A number of families, some of whom lost everything in the blaze at a Ballymun complex, presented to the Dublin Region Homeless Executive (DRHE) on Wednesday after two weeks of hotel accommodation paid for by Metro management ran out.
Some told The Irish Times that finding new rental homes had proved almost impossible, with the situation aggravated by the bank holiday weekend.
They feared being out on the street on Thursday with nowhere to go, before the executive agreed to provide further emergency accommodation.
Visham Mahalappana (36) had lived at the Metro complex with his partner since 2015. He has stayed in four hotels since the fire and said he had been “traumatised” by the experience.
Unable to find anywhere to live, he was initially told that he did not qualify for any assistance.
“I am working full-time, I pay my taxes, I have never claimed social [welfare], nothing,” he said.
He said he had spent the last two weeks trying to find a new rental home, making offers on 12 places, but was either unsuccessful or simply did not hear back from landlords.
Lynn Yang, a businessowner in her 30s, said she had experienced similar difficulties.
She had just returned from Beijing on the night of the fire and had endured, like others, two weeks of extreme stress in attempting to find somewhere to stay.

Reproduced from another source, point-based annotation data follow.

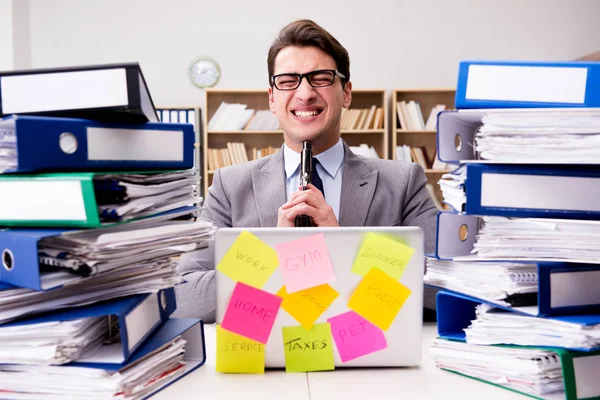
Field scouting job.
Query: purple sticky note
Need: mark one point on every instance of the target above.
(251, 312)
(305, 263)
(354, 336)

“Everybody was in shock, a lot of stress,” she said, adding that following the fire she had spent a lot of time on property rental websites. “But with the housing crisis in Dublin it’s very difficult to find somewhere.”
Unaffordable bill
The hotel she had been staying in had offered her a discount but this would still leave her with an unaffordable bill of about €2,400 a month, she said.

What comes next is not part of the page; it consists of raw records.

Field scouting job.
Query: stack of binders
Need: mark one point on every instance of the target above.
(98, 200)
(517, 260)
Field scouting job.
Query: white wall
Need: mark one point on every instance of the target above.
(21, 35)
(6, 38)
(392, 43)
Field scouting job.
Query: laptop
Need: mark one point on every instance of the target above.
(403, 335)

Like others, she praised the community response in Ballymun, where the local SuperValu had held an Easter Sunday barbecue for the families and there had been donations of money and clothes.

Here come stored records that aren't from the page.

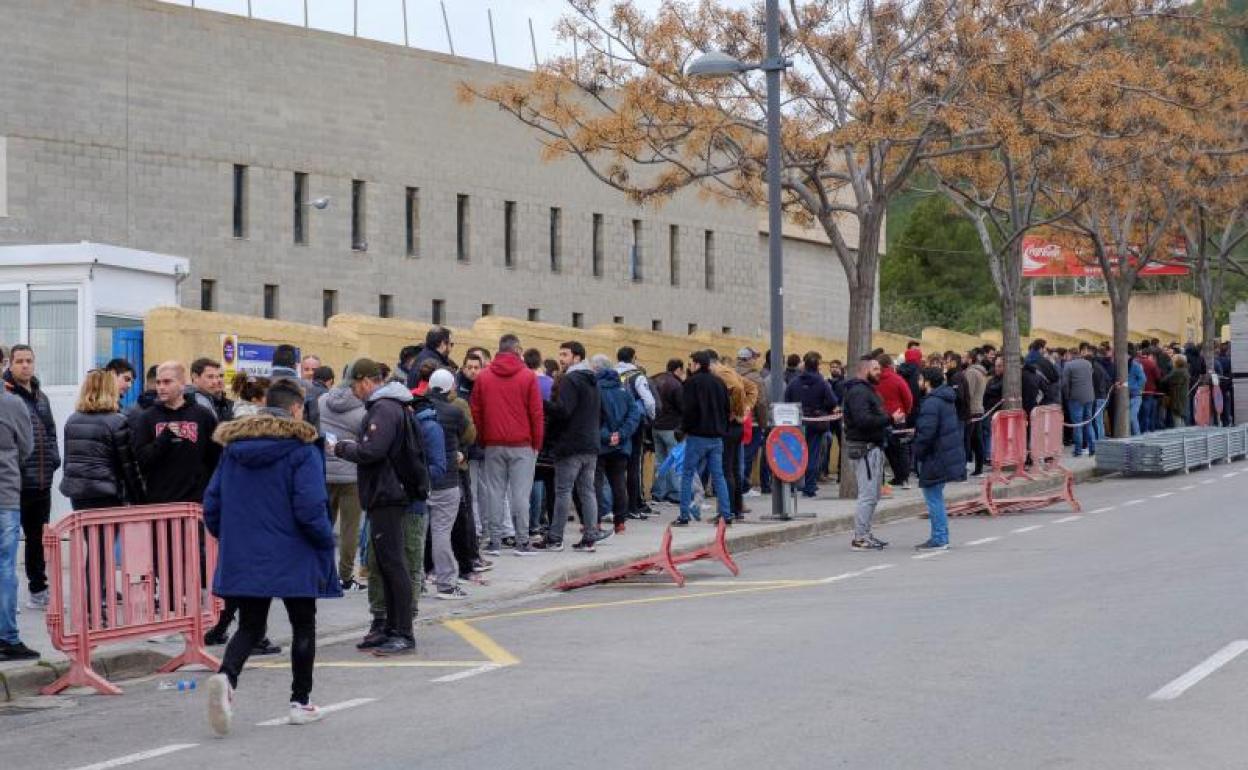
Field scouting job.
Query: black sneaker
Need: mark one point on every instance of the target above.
(396, 645)
(376, 635)
(216, 635)
(16, 652)
(266, 648)
(865, 544)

Another woman who lived in an apartment that was totally destroyed said her 12-year-old son was badly traumatised by the fire.
“It’s everything in there, all my memories,” she said, showing pictures of the gutted interior of her apartment.
The families who presented to the DRHE were eventually given an offer by the executive of a week’s funded hotel accommodation, but what happens after that is unclear, and an ongoing source of concern.
Local councillor Noeleen Reilly said the local authority was initially reluctant to provide accommodation.
“They [the executive] had no choice in the end because literally [the families] had nowhere to go,” she said. “It’s worrying. I don’t know where they are going to be next week. Some of them lost everything, they don’t even have ID.”
The DRHE said it had received “a small number of calls” in the immediate aftermath of the fire.
On Wednesday, it said “a number of families presented to our homeless Central Placement Service in Parkgate Hall.
“Due to the extenuating and difficult circumstances that these families have found themselves in, we will, in the interim, be providing emergency accommodation for all of those that presented today, pending assessment of their homeless applications.”
Only one family declined the emergency accommodation they were offered after presenting to the executive.